I build the pipline with thread-pool functions and pass context.Context in it as argument. When cancel() function called, or timeout expired the pipeline must terminate gracefully so that there are no working goroutines left.
functions I work with:
func generate(amount int) <-chan int {
result := make(chan int)
go func() {
defer close(result)
for i := 0; i < amount; i++ {
result <- i
}
}()
return result
}
func sum(input <-chan int) int {
result := 0
for el := range input {
result += el
}
return result
}
func process[T any, R any](ctx context.Context, workers int, input <-chan T, do func(T) R) <-chan R {
wg := new(sync.WaitGroup)
result := make(chan R)
for i := 0; i < workers; i++ {
wg.Add(1)
go func() {
defer wg.Done()
for {
select {
case <-ctx.Done():
return
case val, ok := <-input:
if !ok {
return
}
select {
case <-ctx.Done():
return
case result <- do(val):
}
}
}
}()
}
go func() {
defer close(result)
wg.Wait()
}()
return result
}
Usage:
func main() {
ctx, cancel := context.WithTimeout(context.Background(), 1200*time.Millisecond)
defer cancel()
input := generate(1000)
multiplied := process(ctx, 15, input, func(val int) int {
time.Sleep(time.Second)
return val * 2
})
increased := process(ctx, 15, multiplied, func(val int) int {
return val + 10
})
fmt.Println("Result: ", sum(increased)) // 360 is ok
fmt.Println("Num goroutine: ", runtime.NumGoroutine()) // 18 is too much
}
I understand that this happened because all the increase goroutines ended, while the multiply goroutines were still running.

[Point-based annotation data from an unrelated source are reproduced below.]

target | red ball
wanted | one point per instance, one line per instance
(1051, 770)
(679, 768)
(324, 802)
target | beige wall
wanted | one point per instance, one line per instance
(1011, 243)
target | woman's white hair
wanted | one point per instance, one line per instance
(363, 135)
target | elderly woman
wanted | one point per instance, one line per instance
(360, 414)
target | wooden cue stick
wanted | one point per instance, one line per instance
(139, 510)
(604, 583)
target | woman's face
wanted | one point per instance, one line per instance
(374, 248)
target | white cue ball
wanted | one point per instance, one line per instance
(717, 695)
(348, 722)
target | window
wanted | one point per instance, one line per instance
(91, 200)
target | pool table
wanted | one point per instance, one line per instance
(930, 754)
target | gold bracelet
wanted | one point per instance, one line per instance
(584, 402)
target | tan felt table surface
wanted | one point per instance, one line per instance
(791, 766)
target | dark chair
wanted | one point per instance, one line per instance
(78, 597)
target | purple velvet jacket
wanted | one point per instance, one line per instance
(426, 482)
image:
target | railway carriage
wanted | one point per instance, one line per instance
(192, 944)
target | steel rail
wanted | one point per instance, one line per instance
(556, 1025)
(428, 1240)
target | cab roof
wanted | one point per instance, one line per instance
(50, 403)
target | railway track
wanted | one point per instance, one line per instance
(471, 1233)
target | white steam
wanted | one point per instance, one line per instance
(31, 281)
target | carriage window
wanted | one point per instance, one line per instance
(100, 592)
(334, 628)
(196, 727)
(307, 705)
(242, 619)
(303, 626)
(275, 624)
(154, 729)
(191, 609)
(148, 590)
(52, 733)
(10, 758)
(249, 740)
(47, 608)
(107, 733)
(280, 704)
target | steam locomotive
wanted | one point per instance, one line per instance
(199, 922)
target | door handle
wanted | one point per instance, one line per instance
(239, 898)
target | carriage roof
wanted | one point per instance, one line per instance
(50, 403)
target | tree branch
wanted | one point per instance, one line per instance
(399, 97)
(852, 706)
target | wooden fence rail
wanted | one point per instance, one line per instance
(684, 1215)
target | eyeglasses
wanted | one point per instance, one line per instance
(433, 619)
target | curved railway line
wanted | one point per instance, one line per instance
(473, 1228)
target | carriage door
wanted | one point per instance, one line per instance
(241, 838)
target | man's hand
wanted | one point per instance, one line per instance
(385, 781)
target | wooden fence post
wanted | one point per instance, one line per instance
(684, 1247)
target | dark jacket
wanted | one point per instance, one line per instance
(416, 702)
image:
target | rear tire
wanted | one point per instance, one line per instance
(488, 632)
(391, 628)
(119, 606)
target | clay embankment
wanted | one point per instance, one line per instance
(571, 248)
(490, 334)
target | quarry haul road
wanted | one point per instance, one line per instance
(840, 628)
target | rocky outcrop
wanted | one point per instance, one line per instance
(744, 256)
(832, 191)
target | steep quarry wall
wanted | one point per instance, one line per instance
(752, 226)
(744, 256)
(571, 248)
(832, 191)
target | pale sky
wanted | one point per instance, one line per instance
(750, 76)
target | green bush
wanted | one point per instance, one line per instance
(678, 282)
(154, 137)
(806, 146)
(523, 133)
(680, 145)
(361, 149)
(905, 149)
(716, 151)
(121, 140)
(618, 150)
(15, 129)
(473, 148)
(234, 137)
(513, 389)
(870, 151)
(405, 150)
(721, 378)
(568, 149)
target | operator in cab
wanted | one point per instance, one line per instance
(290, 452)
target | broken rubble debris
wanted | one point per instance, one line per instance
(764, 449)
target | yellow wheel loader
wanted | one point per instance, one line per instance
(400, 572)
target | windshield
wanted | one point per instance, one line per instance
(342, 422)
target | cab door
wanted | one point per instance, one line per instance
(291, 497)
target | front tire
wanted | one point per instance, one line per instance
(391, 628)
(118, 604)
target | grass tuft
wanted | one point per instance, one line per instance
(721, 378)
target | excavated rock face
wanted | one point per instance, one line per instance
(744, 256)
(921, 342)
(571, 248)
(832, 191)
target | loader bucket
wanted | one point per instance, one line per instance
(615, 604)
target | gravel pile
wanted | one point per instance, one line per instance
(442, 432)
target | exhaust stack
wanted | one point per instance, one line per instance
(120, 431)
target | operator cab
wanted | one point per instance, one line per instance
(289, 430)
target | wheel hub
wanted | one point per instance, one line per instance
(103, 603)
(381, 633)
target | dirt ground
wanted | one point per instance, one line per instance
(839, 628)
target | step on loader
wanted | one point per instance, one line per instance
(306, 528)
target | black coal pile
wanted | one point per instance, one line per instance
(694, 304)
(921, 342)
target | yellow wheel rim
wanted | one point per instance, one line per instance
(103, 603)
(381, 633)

Is there any canonical way to solve this problem?
You expecting something like structured concurrency, so all goroutines should end at the end of the current scope, but do not design your code according to your expectations. You'll leak generate
when the input channel is not depleted and your do
functions are not cancellable.
Adding cancelability to generate
and your do
functions helps a little:
package main
import (
"context"
"fmt"
"runtime"
"sync"
"time"
)
func main() {
ctx, cancel := context.WithTimeout(context.Background(), 1200*time.Millisecond)
defer cancel()
input := generate(ctx, 1_000)
multiplied := process(ctx, 15, input, func(ctx context.Context, val int) (int, error) {
select {
case <-ctx.Done():
return 0, ctx.Err()
case <-time.After(time.Second):
return val * 2, nil
}
})
increased := process(ctx, 15, multiplied, func(_ context.Context, val int) (int, error) {
return val + 10, nil
})
fmt.Println("Result: ", sum(increased)) // 360 is ok
fmt.Println("Num goroutine: ", runtime.NumGoroutine()) // 18 is too much
}
func generate(ctx context.Context, amount int) <-chan int {
input := make(chan int)
go func() {
defer close(input)
for i := 0; i < amount; i++ {
select {
case <-ctx.Done():
return
case input <- i:
}
}
}()
return input
}
func sum(input <-chan int) int {
result := 0
for el := range input {
result += el
}
return result
}
func process[T any, R any](ctx context.Context, workers int, input <-chan T, do func(context.Context, T) (R, error)) <-chan R {
wg := new(sync.WaitGroup)
result := make(chan R)
for i := 0; i < workers; i++ {
wg.Add(1)
go func() {
defer wg.Done()
for {
select {
case <-ctx.Done():
return
case val, ok := <-input:
if !ok {
return
}
r, err := do(ctx, val)
if err != nil {
return
}
result <- r
}
}
}()
}
go func() {
defer close(result)
wg.Wait()
}()
return result
}
More is mentioned in āAdvanced Go Concurrency Patternsā, but as a general recommendation I would advise to write synchronous code first when you aim for structured concurrency and later work to run them concurrently it.